All Dogs RLE Compression
The compressed data is processed in a loop. After each byte is read, its value is used to select an action. If the byte has a value of 27 (0x1B) then the next two bytes form a big-endian word value that gives the number of identical bytes to output, and the byte after that is the byte to repeat. All other bytes are passed through unchanged. The next byte is then read and the same procedure followed until there is no more data or the decompressed size has been reached.
12 34 1B 00 07 56 78 90
This data is interpreted as follows:
12 34 # Copy 0x12 and 0x34 through unchanged 1B 00 07 56 # Repeat 0x56 seven times 78 90 # Copy 0x78 and 0x90 through unchanged
The decompression in simple steps:
- While read position < compressed size and write position < decompressed size, repeat:
- Read a byte value (increasing read position to the next byte).
- If the byte value = 27, then:
- Read the next two bytes (increasing read position two bytes).
- Store this as big-endian value length.
- Read the next byte as repeat value (increasing read position to the next byte).
- Write the repeat value byte to the output length times (increasing the write position with length).
- Write the value byte to the output (increasing the write position by one).
Analysis and notes
It can be seen that this system is very far from optimal, since two, three and even four repeating bytes will not result in actually reduced file size. To avoid increasing the size, the compression doesn't store repeats smaller than four bytes as flags. Note that 4-byte repeats are stored as repeat flags; perhaps processing a flag is faster than reading and evaluating four separate bytes.
This poor compression scheme means that for CGA graphics, you need a minimum of 20 pixels that all have the same bytes (so 5 identical repeating blocks of 4 pixels) before any real compression can occur. Recompressing all existing archives with an identical compression, but adjusted to use only one byte for the repeat, already gives a file size decrease of 10%. The large open spaces on some of the images, like the title screen and dance animation in the intro, do mean both bytes of the repeat length are used quite often, though one could wonder if some strategic cropping of the graphics wouldn't have had the same effect on most such scenes.

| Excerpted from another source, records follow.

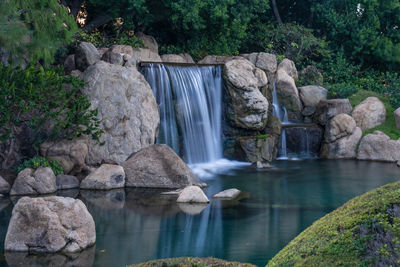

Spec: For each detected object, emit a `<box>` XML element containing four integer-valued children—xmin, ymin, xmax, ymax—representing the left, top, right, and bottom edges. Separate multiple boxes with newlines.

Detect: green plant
<box><xmin>17</xmin><ymin>157</ymin><xmax>64</xmax><ymax>176</ymax></box>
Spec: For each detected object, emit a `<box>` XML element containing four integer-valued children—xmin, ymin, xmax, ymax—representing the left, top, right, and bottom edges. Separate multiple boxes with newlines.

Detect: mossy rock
<box><xmin>130</xmin><ymin>257</ymin><xmax>255</xmax><ymax>267</ymax></box>
<box><xmin>267</xmin><ymin>182</ymin><xmax>400</xmax><ymax>266</ymax></box>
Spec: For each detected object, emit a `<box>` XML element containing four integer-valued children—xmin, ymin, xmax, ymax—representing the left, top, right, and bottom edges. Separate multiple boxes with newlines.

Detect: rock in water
<box><xmin>122</xmin><ymin>145</ymin><xmax>200</xmax><ymax>188</ymax></box>
<box><xmin>80</xmin><ymin>164</ymin><xmax>125</xmax><ymax>190</ymax></box>
<box><xmin>10</xmin><ymin>167</ymin><xmax>57</xmax><ymax>195</ymax></box>
<box><xmin>351</xmin><ymin>97</ymin><xmax>386</xmax><ymax>131</ymax></box>
<box><xmin>83</xmin><ymin>61</ymin><xmax>160</xmax><ymax>165</ymax></box>
<box><xmin>4</xmin><ymin>197</ymin><xmax>96</xmax><ymax>253</ymax></box>
<box><xmin>176</xmin><ymin>186</ymin><xmax>210</xmax><ymax>203</ymax></box>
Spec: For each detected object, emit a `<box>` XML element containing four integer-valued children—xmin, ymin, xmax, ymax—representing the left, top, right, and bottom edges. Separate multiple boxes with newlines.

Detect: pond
<box><xmin>0</xmin><ymin>160</ymin><xmax>400</xmax><ymax>266</ymax></box>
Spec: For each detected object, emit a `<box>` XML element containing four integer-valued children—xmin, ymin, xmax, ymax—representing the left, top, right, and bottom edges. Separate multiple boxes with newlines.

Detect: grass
<box><xmin>349</xmin><ymin>90</ymin><xmax>400</xmax><ymax>140</ymax></box>
<box><xmin>267</xmin><ymin>182</ymin><xmax>400</xmax><ymax>266</ymax></box>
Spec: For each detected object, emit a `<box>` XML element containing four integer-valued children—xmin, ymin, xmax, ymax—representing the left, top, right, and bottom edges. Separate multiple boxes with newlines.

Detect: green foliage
<box><xmin>17</xmin><ymin>157</ymin><xmax>64</xmax><ymax>176</ymax></box>
<box><xmin>0</xmin><ymin>0</ymin><xmax>77</xmax><ymax>63</ymax></box>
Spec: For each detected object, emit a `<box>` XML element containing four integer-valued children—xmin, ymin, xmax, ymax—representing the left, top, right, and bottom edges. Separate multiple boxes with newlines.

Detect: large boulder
<box><xmin>321</xmin><ymin>114</ymin><xmax>362</xmax><ymax>159</ymax></box>
<box><xmin>75</xmin><ymin>42</ymin><xmax>100</xmax><ymax>71</ymax></box>
<box><xmin>10</xmin><ymin>167</ymin><xmax>57</xmax><ymax>195</ymax></box>
<box><xmin>83</xmin><ymin>61</ymin><xmax>160</xmax><ymax>164</ymax></box>
<box><xmin>275</xmin><ymin>59</ymin><xmax>303</xmax><ymax>121</ymax></box>
<box><xmin>224</xmin><ymin>59</ymin><xmax>269</xmax><ymax>130</ymax></box>
<box><xmin>4</xmin><ymin>197</ymin><xmax>96</xmax><ymax>253</ymax></box>
<box><xmin>357</xmin><ymin>131</ymin><xmax>400</xmax><ymax>162</ymax></box>
<box><xmin>80</xmin><ymin>164</ymin><xmax>125</xmax><ymax>190</ymax></box>
<box><xmin>40</xmin><ymin>137</ymin><xmax>88</xmax><ymax>174</ymax></box>
<box><xmin>122</xmin><ymin>145</ymin><xmax>200</xmax><ymax>191</ymax></box>
<box><xmin>313</xmin><ymin>98</ymin><xmax>352</xmax><ymax>125</ymax></box>
<box><xmin>351</xmin><ymin>97</ymin><xmax>386</xmax><ymax>131</ymax></box>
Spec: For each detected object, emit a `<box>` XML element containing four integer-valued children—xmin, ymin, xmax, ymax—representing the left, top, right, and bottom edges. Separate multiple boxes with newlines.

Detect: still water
<box><xmin>0</xmin><ymin>160</ymin><xmax>400</xmax><ymax>266</ymax></box>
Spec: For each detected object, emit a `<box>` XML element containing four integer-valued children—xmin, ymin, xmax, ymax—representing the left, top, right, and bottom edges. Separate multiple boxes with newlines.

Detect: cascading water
<box><xmin>142</xmin><ymin>63</ymin><xmax>223</xmax><ymax>164</ymax></box>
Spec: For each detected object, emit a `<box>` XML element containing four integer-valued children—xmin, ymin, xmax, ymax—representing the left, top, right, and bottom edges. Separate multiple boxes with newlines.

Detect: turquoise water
<box><xmin>0</xmin><ymin>160</ymin><xmax>400</xmax><ymax>266</ymax></box>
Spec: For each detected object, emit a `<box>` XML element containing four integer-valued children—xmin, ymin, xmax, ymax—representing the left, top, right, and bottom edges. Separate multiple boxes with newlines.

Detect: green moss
<box><xmin>349</xmin><ymin>90</ymin><xmax>400</xmax><ymax>140</ymax></box>
<box><xmin>267</xmin><ymin>182</ymin><xmax>400</xmax><ymax>266</ymax></box>
<box><xmin>130</xmin><ymin>257</ymin><xmax>255</xmax><ymax>267</ymax></box>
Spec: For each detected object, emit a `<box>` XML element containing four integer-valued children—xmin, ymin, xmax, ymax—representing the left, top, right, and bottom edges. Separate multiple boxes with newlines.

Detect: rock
<box><xmin>213</xmin><ymin>188</ymin><xmax>241</xmax><ymax>199</ymax></box>
<box><xmin>313</xmin><ymin>98</ymin><xmax>352</xmax><ymax>125</ymax></box>
<box><xmin>75</xmin><ymin>42</ymin><xmax>100</xmax><ymax>71</ymax></box>
<box><xmin>40</xmin><ymin>138</ymin><xmax>88</xmax><ymax>174</ymax></box>
<box><xmin>82</xmin><ymin>61</ymin><xmax>160</xmax><ymax>165</ymax></box>
<box><xmin>223</xmin><ymin>59</ymin><xmax>269</xmax><ymax>130</ymax></box>
<box><xmin>275</xmin><ymin>59</ymin><xmax>303</xmax><ymax>121</ymax></box>
<box><xmin>4</xmin><ymin>197</ymin><xmax>96</xmax><ymax>253</ymax></box>
<box><xmin>197</xmin><ymin>55</ymin><xmax>243</xmax><ymax>65</ymax></box>
<box><xmin>357</xmin><ymin>131</ymin><xmax>400</xmax><ymax>162</ymax></box>
<box><xmin>325</xmin><ymin>113</ymin><xmax>356</xmax><ymax>143</ymax></box>
<box><xmin>122</xmin><ymin>145</ymin><xmax>200</xmax><ymax>188</ymax></box>
<box><xmin>0</xmin><ymin>176</ymin><xmax>10</xmax><ymax>195</ymax></box>
<box><xmin>101</xmin><ymin>50</ymin><xmax>124</xmax><ymax>66</ymax></box>
<box><xmin>161</xmin><ymin>54</ymin><xmax>195</xmax><ymax>64</ymax></box>
<box><xmin>351</xmin><ymin>97</ymin><xmax>386</xmax><ymax>131</ymax></box>
<box><xmin>176</xmin><ymin>186</ymin><xmax>210</xmax><ymax>203</ymax></box>
<box><xmin>10</xmin><ymin>167</ymin><xmax>57</xmax><ymax>196</ymax></box>
<box><xmin>80</xmin><ymin>164</ymin><xmax>125</xmax><ymax>190</ymax></box>
<box><xmin>64</xmin><ymin>54</ymin><xmax>76</xmax><ymax>73</ymax></box>
<box><xmin>135</xmin><ymin>32</ymin><xmax>158</xmax><ymax>54</ymax></box>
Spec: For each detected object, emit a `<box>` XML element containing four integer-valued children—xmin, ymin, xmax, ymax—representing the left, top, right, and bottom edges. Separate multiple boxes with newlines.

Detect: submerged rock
<box><xmin>4</xmin><ymin>197</ymin><xmax>96</xmax><ymax>253</ymax></box>
<box><xmin>122</xmin><ymin>145</ymin><xmax>200</xmax><ymax>188</ymax></box>
<box><xmin>10</xmin><ymin>167</ymin><xmax>57</xmax><ymax>195</ymax></box>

Of course, all this may be a balancing of processing power versus file size; using images that are the full screen width avoids extra calculations for the positioning, and 1-byte repeat lengths would require multiple repeat flags to fill up space that can be filled in a single operation now, which is most likely a single CPU instruction. Perhaps the potential file size decrease wasn't worth having more processor-intensive decompression.